Casey Luskin Has Come Unstuck In Time

Casey Luskin takes note of the Elsberry and Shallit essay in Synthese 2011/01 in this way:

I would have hoped that if Weber, a biochemist, was going to refute intelligent design, he would have provided more detail. Weber might protest that such an argument would be more appropriate to make in a scientific journal rather than a philosophy journal. What are we to make, then, of the fact that Wesley Elsberry and Jeffrey Shallit have a technical and scientific response to William Dembski in the issue of Synthese?

It turns out that Elsberry and Shallit have a sophisticated but extremely out-of-date contribution in the issue which seems based upon their old 2003 article, “Information Theory, Evolutionary Computation, and Dembski’s Complex Specified Information.” In fact, their piece in Synthese has exactly the same title as that old piece. This out-of-date paper has only one citation post 2004, and it isn’t to a paper that deals with the work of Dembski. In terms of their citations to Dembski’s work, their latest citation is 2004, despite the fact that Dembski has published multiple peer-reviewed papers in recent years studying the origin of information.

We submitted our essay to Synthese on 2009/03/23. It was released online by 2009/04/20. It appears in print in the January 2011 issue. In general, authors can only respond to papers that are published before the date of publication.

So let’s look at the list of “peer-reviewed papers in recent years” that Casey says shows that we weren’t keeping up with Dembski. I’ve scraped these from the linked page and added dates and elapsed time values from our essay submission date.

Bernoulli’s Principle of Insufficient Reason and Conservation of Information in Computer Search
William A. Dembski and Robert J. Marks II
Published 2009/10, 6 months after our submission

Conservation of Information in Search: Measuring the Cost of Success
William A. Dembski and Robert J. Marks II
Published 2009/09, 6 months after our submission

LIFE’S CONSERVATION LAW: Why Darwinian Evolution Cannot Create Biological Information
William A. Dembski and Robert J. Marks II
Published 2009/06/16, 2.5 months after our submission

The Search for a Search: Measuring the Information Cost of Higher Level Search
William A. Dembski and Robert J. Marks II
Published 2010/04/01, 12 months after our submission

Efficient Per Query Information Extraction from a Hamming Oracle [with Erratum]
Winston Ewert, George Montañez, William A. Dembski, Robert J. Marks II
Conference held 2010/03/07-09, 11 months after our submission

Evolutionary Synthesis of Nand Logic: Dissecting a Digital Organism
Winston Ewert, William A. Dembski and Robert J. Marks II
Published 2009/10, 6 months after our submission

A Vivisection of the ev Computer Organism: Identifying Sources of Active Information
George Montañez, Winston Ewert, William A. Dembski, Robert J. Marks II
Published 2010, at least 8 months after our submission

Not a one of the linked papers Casey referred to was published prior to our essay’s submission.
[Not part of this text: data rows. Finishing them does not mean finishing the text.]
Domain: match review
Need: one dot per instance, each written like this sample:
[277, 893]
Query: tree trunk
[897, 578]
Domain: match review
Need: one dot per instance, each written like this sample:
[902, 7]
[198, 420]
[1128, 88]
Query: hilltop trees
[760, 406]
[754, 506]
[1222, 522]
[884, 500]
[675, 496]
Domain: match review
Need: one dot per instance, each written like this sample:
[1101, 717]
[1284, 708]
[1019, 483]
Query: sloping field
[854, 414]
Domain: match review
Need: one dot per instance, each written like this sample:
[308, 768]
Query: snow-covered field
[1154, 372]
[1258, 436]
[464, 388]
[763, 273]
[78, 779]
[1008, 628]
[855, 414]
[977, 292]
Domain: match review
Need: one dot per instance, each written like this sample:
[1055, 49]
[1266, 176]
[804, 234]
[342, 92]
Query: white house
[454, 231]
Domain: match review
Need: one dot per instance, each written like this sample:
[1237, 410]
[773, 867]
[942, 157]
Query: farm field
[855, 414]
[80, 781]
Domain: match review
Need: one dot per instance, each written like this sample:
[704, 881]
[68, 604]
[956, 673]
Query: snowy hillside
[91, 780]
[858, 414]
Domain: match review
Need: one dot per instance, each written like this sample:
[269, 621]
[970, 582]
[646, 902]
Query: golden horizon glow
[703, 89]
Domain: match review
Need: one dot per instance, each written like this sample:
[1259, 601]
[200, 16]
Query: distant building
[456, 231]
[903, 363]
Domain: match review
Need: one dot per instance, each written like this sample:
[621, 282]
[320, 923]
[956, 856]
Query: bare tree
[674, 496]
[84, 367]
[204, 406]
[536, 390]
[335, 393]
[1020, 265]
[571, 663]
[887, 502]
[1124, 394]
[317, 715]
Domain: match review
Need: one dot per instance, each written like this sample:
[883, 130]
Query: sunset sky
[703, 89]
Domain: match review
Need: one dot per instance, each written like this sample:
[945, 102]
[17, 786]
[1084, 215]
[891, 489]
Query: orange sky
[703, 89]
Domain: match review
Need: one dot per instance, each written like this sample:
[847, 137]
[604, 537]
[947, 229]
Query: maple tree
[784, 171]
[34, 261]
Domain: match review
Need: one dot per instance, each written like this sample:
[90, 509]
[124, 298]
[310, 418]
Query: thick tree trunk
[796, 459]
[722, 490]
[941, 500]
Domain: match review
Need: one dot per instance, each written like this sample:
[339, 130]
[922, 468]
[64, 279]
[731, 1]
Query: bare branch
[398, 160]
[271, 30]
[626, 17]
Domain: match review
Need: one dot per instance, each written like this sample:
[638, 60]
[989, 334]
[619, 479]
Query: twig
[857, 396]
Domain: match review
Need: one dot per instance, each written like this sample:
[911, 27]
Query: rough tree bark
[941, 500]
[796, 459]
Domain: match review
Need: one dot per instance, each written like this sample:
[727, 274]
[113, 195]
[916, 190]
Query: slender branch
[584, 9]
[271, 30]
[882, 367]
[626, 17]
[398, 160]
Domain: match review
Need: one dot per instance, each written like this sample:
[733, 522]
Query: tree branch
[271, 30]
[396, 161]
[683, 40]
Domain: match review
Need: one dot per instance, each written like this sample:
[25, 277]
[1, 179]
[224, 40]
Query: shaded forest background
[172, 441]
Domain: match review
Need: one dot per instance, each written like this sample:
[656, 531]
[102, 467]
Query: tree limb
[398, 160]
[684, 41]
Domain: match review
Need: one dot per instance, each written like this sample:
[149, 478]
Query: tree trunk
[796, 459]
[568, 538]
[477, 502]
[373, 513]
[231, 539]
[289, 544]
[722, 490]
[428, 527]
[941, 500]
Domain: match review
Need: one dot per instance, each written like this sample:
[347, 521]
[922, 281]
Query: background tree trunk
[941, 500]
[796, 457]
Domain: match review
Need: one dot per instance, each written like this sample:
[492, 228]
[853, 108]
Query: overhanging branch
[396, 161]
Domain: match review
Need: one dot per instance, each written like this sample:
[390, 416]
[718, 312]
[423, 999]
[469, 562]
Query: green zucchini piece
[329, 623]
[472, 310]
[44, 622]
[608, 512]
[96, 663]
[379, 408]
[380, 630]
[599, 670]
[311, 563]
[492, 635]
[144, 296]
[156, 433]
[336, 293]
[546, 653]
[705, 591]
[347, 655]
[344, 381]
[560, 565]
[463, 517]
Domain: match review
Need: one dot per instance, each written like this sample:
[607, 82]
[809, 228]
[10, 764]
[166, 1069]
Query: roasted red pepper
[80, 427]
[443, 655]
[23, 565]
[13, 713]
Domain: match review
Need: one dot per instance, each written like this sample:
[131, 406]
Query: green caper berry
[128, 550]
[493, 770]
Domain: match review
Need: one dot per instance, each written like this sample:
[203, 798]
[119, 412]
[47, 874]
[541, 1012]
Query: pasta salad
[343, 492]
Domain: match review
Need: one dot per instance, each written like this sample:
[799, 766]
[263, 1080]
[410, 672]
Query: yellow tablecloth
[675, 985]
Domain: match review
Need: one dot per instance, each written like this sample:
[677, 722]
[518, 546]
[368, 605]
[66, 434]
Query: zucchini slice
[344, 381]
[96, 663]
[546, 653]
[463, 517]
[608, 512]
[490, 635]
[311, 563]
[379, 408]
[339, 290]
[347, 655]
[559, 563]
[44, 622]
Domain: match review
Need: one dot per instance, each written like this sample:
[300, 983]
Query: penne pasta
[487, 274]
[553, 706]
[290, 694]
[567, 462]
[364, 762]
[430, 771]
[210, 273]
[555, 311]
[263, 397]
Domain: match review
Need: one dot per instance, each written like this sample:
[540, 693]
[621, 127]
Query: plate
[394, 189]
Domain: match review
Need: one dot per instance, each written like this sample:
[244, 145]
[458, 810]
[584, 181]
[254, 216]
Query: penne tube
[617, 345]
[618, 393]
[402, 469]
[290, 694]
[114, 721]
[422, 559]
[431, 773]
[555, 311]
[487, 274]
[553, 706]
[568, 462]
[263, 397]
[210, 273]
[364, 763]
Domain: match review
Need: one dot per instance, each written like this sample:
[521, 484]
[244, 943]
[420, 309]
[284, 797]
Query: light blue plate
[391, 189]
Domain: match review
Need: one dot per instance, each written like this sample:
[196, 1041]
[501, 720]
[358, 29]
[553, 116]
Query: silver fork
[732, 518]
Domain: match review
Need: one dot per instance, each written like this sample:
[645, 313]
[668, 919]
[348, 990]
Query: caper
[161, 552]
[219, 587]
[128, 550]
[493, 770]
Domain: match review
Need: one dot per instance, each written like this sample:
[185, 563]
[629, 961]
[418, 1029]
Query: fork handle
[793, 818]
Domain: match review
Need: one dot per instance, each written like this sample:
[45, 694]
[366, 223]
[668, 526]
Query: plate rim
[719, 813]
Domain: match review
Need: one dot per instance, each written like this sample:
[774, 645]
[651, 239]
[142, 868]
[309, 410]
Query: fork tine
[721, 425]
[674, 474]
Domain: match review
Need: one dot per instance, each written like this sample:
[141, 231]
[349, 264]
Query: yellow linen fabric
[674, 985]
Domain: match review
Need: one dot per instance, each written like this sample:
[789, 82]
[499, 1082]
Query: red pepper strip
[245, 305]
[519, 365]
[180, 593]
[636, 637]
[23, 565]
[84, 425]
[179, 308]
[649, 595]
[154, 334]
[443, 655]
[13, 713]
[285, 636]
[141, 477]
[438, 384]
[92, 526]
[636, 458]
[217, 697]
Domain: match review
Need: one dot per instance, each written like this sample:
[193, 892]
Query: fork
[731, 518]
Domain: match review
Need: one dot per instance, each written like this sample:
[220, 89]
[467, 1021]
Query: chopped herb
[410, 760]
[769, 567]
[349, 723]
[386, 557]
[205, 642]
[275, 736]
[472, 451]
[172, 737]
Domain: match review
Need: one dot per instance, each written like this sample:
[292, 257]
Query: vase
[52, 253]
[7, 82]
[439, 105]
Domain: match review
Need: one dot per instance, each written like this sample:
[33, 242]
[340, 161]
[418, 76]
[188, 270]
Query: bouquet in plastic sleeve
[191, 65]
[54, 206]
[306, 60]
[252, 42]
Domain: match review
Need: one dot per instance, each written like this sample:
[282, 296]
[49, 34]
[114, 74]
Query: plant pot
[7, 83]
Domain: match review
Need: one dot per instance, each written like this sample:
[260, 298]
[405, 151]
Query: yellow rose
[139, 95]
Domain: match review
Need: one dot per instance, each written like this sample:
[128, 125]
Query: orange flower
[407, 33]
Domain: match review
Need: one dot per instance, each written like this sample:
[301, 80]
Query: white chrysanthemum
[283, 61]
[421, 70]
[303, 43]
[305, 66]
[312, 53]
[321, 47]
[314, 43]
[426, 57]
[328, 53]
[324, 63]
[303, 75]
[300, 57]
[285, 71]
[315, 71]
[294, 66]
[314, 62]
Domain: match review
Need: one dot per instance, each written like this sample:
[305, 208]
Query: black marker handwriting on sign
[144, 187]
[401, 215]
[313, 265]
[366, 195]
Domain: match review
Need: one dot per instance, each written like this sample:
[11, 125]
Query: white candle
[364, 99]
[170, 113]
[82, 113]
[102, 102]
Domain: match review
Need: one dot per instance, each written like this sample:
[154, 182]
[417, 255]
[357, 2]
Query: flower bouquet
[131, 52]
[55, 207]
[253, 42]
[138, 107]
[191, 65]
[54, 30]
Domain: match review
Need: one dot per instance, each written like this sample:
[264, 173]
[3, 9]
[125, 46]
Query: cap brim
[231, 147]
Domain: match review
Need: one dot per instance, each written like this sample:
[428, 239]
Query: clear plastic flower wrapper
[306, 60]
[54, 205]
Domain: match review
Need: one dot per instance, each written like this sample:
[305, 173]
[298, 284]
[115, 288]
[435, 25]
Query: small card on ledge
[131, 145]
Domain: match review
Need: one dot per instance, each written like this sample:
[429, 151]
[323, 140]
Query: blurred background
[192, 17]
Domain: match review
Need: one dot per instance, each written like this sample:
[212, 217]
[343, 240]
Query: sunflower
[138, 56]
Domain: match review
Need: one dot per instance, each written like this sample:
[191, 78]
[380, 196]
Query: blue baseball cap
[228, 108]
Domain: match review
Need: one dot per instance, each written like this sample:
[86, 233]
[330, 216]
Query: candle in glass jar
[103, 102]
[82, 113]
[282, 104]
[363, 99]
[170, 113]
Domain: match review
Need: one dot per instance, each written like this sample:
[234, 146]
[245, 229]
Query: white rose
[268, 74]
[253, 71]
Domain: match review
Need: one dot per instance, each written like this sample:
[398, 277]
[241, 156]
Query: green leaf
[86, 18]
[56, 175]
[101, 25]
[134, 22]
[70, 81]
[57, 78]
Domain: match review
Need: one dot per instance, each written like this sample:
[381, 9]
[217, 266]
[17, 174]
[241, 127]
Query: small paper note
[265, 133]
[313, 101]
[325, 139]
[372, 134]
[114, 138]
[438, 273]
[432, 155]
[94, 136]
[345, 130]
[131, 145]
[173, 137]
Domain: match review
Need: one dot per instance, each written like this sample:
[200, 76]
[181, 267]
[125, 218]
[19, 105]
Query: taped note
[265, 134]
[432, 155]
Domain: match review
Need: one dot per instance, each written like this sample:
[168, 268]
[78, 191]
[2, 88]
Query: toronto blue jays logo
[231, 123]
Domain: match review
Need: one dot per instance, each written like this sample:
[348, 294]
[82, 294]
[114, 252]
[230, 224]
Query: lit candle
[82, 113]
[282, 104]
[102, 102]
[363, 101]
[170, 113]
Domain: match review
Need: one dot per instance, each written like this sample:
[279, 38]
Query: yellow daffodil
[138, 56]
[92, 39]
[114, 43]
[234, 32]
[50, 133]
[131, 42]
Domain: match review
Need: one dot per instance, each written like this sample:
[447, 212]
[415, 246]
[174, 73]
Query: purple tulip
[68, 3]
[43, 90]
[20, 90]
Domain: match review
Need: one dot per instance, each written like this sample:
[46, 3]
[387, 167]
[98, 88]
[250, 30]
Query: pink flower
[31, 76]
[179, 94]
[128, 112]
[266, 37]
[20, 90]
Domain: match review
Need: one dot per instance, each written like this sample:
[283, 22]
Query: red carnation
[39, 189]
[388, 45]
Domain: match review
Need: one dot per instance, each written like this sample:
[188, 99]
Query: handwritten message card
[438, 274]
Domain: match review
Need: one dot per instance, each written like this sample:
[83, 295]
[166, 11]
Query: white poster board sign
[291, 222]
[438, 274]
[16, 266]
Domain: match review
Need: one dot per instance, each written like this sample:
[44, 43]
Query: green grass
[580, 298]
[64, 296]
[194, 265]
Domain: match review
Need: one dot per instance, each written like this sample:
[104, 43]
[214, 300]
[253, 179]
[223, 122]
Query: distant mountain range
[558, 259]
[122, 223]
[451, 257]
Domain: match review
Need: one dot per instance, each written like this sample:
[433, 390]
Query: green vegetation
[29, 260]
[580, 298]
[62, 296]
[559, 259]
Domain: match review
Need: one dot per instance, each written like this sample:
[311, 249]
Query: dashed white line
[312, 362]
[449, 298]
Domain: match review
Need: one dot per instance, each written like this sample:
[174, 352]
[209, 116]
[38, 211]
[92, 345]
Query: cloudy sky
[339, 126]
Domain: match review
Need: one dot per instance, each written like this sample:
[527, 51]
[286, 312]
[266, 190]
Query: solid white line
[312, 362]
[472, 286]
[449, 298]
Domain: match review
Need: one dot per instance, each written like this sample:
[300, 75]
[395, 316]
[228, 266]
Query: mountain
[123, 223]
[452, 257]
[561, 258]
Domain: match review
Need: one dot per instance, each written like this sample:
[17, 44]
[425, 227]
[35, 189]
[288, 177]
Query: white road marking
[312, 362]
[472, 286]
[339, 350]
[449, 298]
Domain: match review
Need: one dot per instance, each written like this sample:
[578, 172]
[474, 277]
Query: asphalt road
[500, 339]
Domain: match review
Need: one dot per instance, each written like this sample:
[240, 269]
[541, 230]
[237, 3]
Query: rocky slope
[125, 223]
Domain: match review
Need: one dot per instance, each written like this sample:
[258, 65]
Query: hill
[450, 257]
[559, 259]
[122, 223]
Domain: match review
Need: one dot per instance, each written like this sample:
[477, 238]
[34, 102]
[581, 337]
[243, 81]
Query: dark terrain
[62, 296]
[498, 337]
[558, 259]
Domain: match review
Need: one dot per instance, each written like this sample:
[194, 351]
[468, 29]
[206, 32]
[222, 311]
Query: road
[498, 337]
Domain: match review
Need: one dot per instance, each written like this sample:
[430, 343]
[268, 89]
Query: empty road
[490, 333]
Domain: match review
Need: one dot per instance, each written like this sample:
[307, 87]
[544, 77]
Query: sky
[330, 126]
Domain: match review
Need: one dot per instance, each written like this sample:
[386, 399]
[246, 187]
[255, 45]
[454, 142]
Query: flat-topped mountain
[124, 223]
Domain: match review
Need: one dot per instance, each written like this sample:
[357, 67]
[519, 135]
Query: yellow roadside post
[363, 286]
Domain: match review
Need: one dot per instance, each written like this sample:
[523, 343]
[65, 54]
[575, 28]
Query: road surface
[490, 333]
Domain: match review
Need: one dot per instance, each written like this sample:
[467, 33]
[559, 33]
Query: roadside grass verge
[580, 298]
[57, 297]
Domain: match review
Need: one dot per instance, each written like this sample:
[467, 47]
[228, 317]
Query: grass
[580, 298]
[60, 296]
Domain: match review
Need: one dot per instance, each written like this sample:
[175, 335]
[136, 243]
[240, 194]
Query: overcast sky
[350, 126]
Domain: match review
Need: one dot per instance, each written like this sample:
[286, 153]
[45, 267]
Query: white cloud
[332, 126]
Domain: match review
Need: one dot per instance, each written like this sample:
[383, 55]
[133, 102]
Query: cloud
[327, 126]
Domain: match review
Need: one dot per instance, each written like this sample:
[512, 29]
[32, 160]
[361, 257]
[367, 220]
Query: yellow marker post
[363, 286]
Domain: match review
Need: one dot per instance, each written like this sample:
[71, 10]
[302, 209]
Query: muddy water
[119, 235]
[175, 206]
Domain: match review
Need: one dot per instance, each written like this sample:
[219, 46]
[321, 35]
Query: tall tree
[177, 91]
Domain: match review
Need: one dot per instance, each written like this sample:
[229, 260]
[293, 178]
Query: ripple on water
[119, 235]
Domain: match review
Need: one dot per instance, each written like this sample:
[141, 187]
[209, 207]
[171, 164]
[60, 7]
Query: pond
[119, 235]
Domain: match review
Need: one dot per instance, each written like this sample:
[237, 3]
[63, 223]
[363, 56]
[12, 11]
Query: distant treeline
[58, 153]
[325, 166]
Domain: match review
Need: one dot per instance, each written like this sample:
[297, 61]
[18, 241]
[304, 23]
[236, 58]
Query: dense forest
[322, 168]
Casey obviously expects critics either to shut up entirely or to be clairvoyant.

It should also be noted that the papers Casey erroneously cites aren’t delivering modifications of Dembski’s “complex specified information” concept. Nor do they set aside any of the concerns we raised about Dembski’s earlier outings in critiquing evolutionary computation. Quite the contrary, Dembski has elaborated his “probability amplifier” tosh into what he now calls “active information”. If Casey believes that an argument of ours would be significantly affected by something presented in those papers, he is welcome to be specific: identify which argument of ours he thinks is affected, and which part of the very recent papers bears upon it, and how it actually relates to our argument.

In any case, trying to claim that an essay should cite papers published after its submission is simply the level of argument we’ve come to expect from Casey Luskin. Coming unstuck in time may happen to Casey, but the rest of us have to experience things sequentially as they happen.